そして2人は、俺の方に向き直り目を真っ直ぐ見ながら……。
「うん、大丈夫! 行こう!」
「はい!」
決意と覚悟の籠もった眼差しを向けながら、気合いを入れるかの様に大きな声で7階層へ降り人型モンスターと戦うと返事を返してきた。実際に人型モンスターと対面した時どうなるか分からないけど、取り敢えず戦闘前から怯えると言った様子は見えないから大丈夫だろう。
俺は美佳と沙織ちゃんに軽く頷きながら返事を返し、裕二と柊さんに大丈夫そうだから下の階に進もうと言う視線を送る。すると、裕二と柊さんも無言のまま頷き、了承する旨を返してきた。
「じゃぁ、行こうか?」
「うん!」
「はい!」
美佳と沙織ちゃんの返事を聞いてから、俺は階段を降りていく。
そしてその途中、俺は2人に1つ忠告をしておく。
「念の為に言っておくけど、人型モンスターと相対しても躊躇はするなよ? 例えこっちが攻撃を躊躇しても、相手は今までのモンスターと同様に容赦なく襲いかかってくるからな」
「……うん」
「……はい」
俺は詰まった様なか細い声で返事を返してくる美佳と沙織ちゃんの方を振り返らず、背を向けたまま階段を降りて行く。初めて人型モンスターと戦闘し怪我をした多くの探索者の負傷原因は、戸惑って攻撃を躊躇したからだからな。基本的に正攻法でこの階層まで潜って来た探索者からすると単体の人型モンスター……ゴブリン等が相手なら先ず怪我を負う事無く倒す事が出来る。
しかし、幾ら相手が格下だからといっても、侮り油断していたり攻撃を躊躇していると思わぬ反撃を受け怪我を負う。
「まぁ、いざとなったら俺達がフォローするけど、ギリギリまでは手出ししないから自分達で乗り越えろよ。

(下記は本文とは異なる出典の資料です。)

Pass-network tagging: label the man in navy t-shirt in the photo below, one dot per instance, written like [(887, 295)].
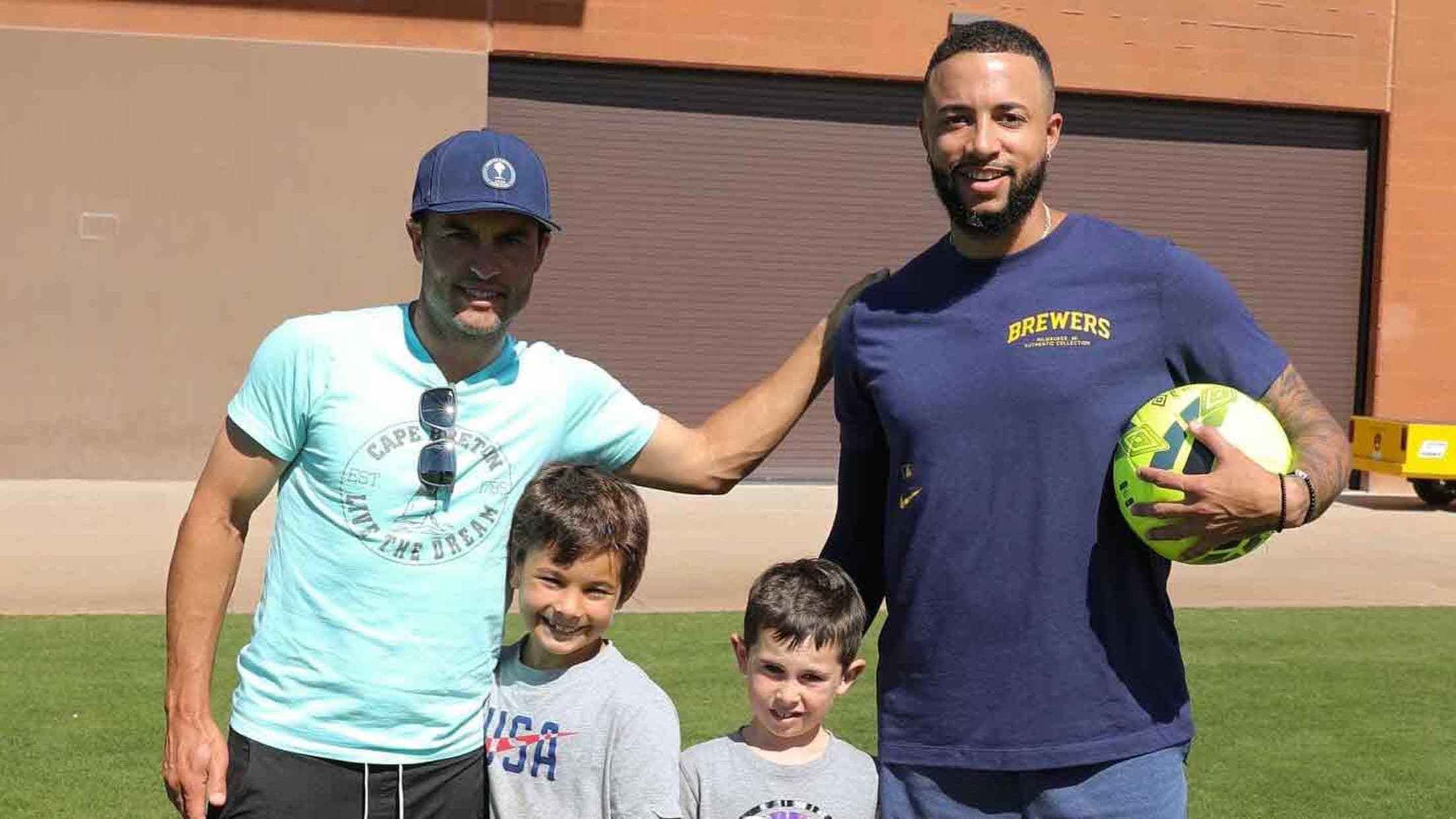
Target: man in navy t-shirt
[(1030, 665)]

入り口でも言ったけど、コレが乗り越えられなかったら探索者を続けるのは難しいからな?」
「うん……」
「はい……」
忠告を聞き美佳と沙織ちゃんが若干意気消沈した様だが、俺達は階段を降り7階層へと降り立った。階段前の広場には若干名の探索者達が休憩をしていたが、俺達はその脇を抜け先へと進む。
そして広場を抜け通路を暫く進むと、そいつは姿を現した。
「……出たぞ」
「「……」」
ライトが照らす通路の先には、体毛の無い緑色の肌をした木の棍棒と腰ミノを身に着けた小柄な人型モンスター。ゴブリンだ。
「……私がやる」
そう言って、美佳が一歩前に出る。すると、美佳の動きに反応したゴブリンが右手に持った棍棒を振り上げながら大声で威嚇を始めた。
どうやら、向こうも俺達の事を認識したらしい。
「ギャッ!」
「……」
ゴブリンは鬼気迫った表情を浮かべ、血走った目で美佳を見定めながら走り寄ってくる。威嚇の咆哮を上げながら棍棒を振り上げ走り寄ってくる姿は中々迫力があり、美佳は一瞬怯んだ様子だった。だが美佳は直ぐに気合いを入れ直し、構えた槍を握り直す。
そして……。
「はぁっ!」
美佳が一瞬息を飲んだ音が聞こえた直後、気迫の籠もった踏み込みと共に槍を鋭くゴブリンに向かって繰り出した。
だが……。
「ギヤァッ!!」
「っ!」
美佳の繰り出した胸を狙ったと思わしき槍は、ゴブリンの胸を外し棍棒を持つ右手の肩を貫いた。美佳は己の繰り出した槍が狙いを外した事に驚いた様だったが、直ぐに正気に戻り槍を引き抜きゴブリンとの間合いを取る。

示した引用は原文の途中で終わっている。